Y a-t-il un remède à la baisse de désir, quand le feu des premiers émois s’estompe? Un aphrodisiaque naturel? Un Viagra au féminin ? Une crème orgasmique? Pour en avoir le coeur net, la journaliste Pauline Verduzier a testé tout ce qui existe sur le marché ou presque dans Les molécules du désir (1). Du plus naturel, le maca en poudre, une boue «qui sent le foin, immonde à boire», à des « vitamines pour homme » vasodilatatrices. Pour le Viagra et les injections de testostérone, elle a recueilli des témoignages parlants. Et dépense un beau petit budget pour une enquête qui l’emmène loin des sex-shops (sans spoiler le troisième épisode). Qu’une trentenaire se tourne vers le marché des molécules à la recherche de la libido de ses 20 ans en dit long sur l’imbrication de nos désirs et du capitalisme.

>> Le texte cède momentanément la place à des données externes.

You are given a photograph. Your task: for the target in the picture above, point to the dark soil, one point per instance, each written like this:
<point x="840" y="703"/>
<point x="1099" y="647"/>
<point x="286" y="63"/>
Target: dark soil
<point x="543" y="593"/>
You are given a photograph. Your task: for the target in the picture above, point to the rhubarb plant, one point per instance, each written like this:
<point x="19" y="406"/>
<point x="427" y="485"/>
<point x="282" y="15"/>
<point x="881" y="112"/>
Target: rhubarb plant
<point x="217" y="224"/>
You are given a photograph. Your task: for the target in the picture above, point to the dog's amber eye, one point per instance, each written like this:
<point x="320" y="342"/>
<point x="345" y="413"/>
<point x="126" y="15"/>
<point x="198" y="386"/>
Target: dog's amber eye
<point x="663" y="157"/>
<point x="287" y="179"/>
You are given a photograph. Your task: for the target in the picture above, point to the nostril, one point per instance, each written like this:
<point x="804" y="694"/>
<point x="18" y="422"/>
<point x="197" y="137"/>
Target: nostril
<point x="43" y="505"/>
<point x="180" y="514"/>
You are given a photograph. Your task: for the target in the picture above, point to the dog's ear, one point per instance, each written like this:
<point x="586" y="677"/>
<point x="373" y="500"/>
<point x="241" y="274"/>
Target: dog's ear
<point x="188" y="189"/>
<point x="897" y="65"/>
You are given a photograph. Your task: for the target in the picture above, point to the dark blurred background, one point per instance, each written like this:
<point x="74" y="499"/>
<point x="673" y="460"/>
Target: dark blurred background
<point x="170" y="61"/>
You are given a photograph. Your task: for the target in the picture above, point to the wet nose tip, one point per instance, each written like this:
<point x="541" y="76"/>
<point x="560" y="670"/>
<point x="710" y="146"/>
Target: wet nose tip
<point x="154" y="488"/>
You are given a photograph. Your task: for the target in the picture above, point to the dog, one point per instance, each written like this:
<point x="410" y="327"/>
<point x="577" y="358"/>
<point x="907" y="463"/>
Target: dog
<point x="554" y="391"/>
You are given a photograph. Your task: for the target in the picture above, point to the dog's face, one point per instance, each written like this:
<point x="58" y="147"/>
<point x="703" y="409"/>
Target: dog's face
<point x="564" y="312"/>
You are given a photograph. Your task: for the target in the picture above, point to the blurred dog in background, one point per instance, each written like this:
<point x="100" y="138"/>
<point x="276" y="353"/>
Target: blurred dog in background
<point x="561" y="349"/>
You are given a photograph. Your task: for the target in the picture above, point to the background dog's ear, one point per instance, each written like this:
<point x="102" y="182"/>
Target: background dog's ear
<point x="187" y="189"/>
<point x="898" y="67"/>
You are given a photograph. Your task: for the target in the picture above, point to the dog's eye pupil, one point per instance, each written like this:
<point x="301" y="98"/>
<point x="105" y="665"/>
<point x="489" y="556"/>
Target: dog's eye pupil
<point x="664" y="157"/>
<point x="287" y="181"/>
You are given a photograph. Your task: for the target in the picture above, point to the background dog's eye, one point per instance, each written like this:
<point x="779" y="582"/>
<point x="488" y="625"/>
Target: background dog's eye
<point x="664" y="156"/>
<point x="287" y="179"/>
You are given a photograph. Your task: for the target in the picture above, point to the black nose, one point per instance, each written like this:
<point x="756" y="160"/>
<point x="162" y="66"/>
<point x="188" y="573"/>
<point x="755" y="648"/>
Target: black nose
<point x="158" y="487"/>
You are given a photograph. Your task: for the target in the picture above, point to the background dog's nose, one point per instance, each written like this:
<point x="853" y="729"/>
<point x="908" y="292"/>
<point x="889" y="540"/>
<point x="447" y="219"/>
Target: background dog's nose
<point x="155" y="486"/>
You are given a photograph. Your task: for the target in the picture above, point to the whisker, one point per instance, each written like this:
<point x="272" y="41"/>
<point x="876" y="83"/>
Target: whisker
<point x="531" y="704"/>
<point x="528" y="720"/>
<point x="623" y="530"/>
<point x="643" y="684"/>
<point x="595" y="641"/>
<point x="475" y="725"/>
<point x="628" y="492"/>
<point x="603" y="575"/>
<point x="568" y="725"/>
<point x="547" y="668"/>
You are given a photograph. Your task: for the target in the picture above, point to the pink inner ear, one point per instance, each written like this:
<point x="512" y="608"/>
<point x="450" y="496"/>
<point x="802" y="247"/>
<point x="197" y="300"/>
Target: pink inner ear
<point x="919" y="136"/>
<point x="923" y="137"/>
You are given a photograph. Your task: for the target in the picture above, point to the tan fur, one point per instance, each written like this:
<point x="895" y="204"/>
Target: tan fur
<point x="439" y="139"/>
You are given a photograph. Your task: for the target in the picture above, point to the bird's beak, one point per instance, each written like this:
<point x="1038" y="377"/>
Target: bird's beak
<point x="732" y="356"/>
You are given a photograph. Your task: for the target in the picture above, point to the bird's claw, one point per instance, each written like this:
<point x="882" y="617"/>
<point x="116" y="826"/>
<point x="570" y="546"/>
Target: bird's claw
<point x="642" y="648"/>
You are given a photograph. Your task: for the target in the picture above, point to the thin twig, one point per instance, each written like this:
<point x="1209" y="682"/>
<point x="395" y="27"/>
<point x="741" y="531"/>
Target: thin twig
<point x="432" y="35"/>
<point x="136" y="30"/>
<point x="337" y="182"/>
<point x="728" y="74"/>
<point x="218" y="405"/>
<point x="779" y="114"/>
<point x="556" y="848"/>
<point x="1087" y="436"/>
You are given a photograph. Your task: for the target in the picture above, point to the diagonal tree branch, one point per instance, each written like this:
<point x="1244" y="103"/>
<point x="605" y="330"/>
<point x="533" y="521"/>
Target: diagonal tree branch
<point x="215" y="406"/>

Au fond, c’est quoi une libido «normale»? Avoir tout le temps envie? Le faire deux fois par semaine ? Pourquoi les femmes culpabilisent-elles de ne pas être des marathoniennes du sexe, toujours disponibles et désirantes? Qui définit cette norme et au profit de qui? Dans le troisième épisode de La méthode (2), coécrit avec Léna Coutrot et Fanny Ruwet, Rebecca Amsellem, fondatrice de la newsletter Les glorieuses, donne la parole à deux penseuses féministes. La passionnante Kristen Ghodsee, anthropologue spécialiste des pays de l’Est, est l’auteure du fameux Pourquoi les femmes ont une meilleure vie sexuelle sous le socialisme*. Elle explique comment « les désirs des femmes sont conditionnés par les systèmes économiques des pays dans lesquels elles vivent» et comment l’idéal romantique permet à la bourgeoisie de rester la classe dominante. De son côté, la philosophe Manon Garcia explique combien « le désir des femmes est codifié par la société patriarcale et le capitalisme». Réfléchir à son désir, à l’instar de Pauline Verduzier, c’est questionner ce qui relève vraiment de soi, de la norme sociale, de la place des femmes… Ce chemin, Aline Laurent-Mayard le raconte dans Free From Desire (3). S’interrogeant depuis des années sur son absence de désir et d’intérêt pour la sexualité, elle se définit, à 34 ans, comme « asexuelle et aromantique ». Dérangeant? Hors norme? Justement, ce questionnement radical pousse à revenir aux racines du désir. Sans enrichir les marchands d’aphrodisiaques.
(*) Éd. Lux.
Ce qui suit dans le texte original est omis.